Judge Thomas O’Toole said prosecutors had to present evidence that the men were part of a conspiracy before their statements could be heard.
His dismissal showed that prosecutors fell short.
O’Toole’s acquittals in Maricopa County Superior Court won’t put an end to arrests, which have reached 248 since March, Arpaio said.
“Every case is judged on its own merits and this is (O’Toole’s) decision,” Arpaio said. “I am not going to back down.”
A spokesman for Thomas declined to comment.
Immigrant advocates have accused the two elected lawmen of misusing Arizona’s nearly year-old anti-smuggling law by charging illegal border crossers with conspiracy to commit human smuggling.

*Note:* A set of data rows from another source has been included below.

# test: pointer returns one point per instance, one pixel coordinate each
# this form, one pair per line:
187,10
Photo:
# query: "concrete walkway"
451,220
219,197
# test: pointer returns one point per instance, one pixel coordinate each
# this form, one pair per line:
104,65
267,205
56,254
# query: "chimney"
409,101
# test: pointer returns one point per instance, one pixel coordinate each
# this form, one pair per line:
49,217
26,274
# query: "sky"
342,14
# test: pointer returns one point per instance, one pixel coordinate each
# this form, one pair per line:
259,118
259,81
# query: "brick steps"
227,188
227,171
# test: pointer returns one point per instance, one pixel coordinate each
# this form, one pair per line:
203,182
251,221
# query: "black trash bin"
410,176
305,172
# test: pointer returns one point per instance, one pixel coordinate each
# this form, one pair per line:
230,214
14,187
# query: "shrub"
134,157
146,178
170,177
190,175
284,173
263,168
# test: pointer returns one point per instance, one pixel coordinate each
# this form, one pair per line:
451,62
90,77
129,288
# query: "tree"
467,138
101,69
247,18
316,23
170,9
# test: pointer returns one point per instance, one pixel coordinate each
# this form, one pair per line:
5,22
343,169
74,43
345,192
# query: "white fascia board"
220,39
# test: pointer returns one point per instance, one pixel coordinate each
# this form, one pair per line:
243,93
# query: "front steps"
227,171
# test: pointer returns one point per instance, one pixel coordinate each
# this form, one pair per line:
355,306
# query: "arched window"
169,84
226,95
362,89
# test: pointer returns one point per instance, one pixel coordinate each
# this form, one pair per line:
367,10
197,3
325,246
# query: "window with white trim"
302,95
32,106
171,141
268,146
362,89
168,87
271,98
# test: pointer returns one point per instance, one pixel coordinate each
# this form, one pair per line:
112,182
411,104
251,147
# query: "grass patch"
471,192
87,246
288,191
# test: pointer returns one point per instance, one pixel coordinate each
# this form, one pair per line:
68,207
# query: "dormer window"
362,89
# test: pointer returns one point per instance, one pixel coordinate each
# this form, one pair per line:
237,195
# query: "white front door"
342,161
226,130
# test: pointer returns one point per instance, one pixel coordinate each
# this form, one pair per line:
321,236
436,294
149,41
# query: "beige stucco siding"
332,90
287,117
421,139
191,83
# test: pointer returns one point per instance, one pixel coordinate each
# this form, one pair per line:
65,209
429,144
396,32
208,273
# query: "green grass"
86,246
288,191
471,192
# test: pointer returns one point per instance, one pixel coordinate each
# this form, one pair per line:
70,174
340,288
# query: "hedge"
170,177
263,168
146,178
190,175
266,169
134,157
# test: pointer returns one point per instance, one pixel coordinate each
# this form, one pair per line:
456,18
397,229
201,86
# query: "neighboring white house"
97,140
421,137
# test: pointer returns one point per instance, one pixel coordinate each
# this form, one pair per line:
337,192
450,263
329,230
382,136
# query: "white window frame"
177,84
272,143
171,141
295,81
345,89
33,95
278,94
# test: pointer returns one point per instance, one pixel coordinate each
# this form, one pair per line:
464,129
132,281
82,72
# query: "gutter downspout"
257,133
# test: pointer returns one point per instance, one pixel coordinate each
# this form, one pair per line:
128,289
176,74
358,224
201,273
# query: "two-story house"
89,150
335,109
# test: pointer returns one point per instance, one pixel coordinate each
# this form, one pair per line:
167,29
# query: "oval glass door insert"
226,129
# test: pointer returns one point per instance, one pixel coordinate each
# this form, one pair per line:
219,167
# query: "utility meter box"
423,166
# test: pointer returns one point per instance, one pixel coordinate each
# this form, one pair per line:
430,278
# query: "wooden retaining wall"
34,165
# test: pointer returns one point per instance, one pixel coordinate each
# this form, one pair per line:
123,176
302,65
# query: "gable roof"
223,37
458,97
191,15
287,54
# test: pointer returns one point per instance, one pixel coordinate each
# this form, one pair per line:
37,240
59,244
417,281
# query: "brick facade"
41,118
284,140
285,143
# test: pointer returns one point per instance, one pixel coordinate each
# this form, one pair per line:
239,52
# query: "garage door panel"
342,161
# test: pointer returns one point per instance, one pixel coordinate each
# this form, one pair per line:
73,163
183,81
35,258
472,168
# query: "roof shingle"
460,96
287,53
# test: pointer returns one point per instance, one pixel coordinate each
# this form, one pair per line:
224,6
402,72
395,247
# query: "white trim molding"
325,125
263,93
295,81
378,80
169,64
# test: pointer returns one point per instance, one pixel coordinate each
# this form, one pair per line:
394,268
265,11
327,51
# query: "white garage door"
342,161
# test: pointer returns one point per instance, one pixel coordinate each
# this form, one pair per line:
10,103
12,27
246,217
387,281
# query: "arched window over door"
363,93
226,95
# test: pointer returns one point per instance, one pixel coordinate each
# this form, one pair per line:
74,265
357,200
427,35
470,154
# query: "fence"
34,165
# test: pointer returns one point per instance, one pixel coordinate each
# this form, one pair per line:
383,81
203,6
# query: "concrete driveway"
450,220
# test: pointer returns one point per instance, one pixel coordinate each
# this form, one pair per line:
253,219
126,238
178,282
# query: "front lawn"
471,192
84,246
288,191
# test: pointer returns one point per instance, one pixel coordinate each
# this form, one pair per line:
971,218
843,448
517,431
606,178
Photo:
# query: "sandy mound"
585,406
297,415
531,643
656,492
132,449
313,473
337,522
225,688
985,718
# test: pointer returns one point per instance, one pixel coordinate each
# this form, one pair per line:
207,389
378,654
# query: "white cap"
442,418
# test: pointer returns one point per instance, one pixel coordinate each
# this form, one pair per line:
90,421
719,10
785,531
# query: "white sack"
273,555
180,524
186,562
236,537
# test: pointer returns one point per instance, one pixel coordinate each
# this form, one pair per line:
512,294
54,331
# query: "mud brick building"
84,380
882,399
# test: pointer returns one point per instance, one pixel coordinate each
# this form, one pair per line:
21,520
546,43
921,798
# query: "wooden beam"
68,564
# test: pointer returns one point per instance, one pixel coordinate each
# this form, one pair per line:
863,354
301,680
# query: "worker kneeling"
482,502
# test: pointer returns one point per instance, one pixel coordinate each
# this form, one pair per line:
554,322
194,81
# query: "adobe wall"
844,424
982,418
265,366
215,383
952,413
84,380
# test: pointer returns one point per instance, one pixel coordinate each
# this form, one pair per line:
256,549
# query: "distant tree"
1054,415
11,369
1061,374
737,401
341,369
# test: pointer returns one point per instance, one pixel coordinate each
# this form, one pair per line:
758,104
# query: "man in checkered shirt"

The advocates and defense attorneys contend the intent of the law is to go after only the “coyotes” who are paid to smuggle in the immigrants.
“Maybe they’ll take a look at the law now,” said Corwin Townsend, who represented Hernandez. “Their interpretation of the law is wrong.”
One trial doesn’t set a legal precedent, but the acquittals are going to have an effect on Unbalejo’s and Hernandez’s five co-defendants still awaiting trial.
Joey Hamby, a defense attorney who represents Jose Razo Rizo, said he is going to ask a judge to dismiss the charge against his client based on O’Toole’s decision.
“There’s no question everybody else will jump on this,” Hamby said.
Charges against 12 defendants have been dismissed, most of them on June 29, because conviction appeared unlikely, according to county attorney spokesman Bill FitzGerald.
The trial, which began Monday, hinged on whether O’Toole would allow the jury to hear incriminating statements that Unbalejo and Hernandez made to sheriff’s deputies when they were arrested March 2 with dozens of others in a remote section of western Maricopa County.
The person accused of being a coyote in the case, Javier Ruiz Lopez, 33, is still on trial as O’Toole ruled it is “abundantly clear” from the evidence and his statements that Ruiz committed the crime of human smuggling.
The jury will likely begin deliberating on that case today.
Arpaio said the acquitted men, Unbalejo and Hernandez, weren’t going to walk out of jail onto city streets. He said deputies would take them to the border and hand them over to the Border Patrol.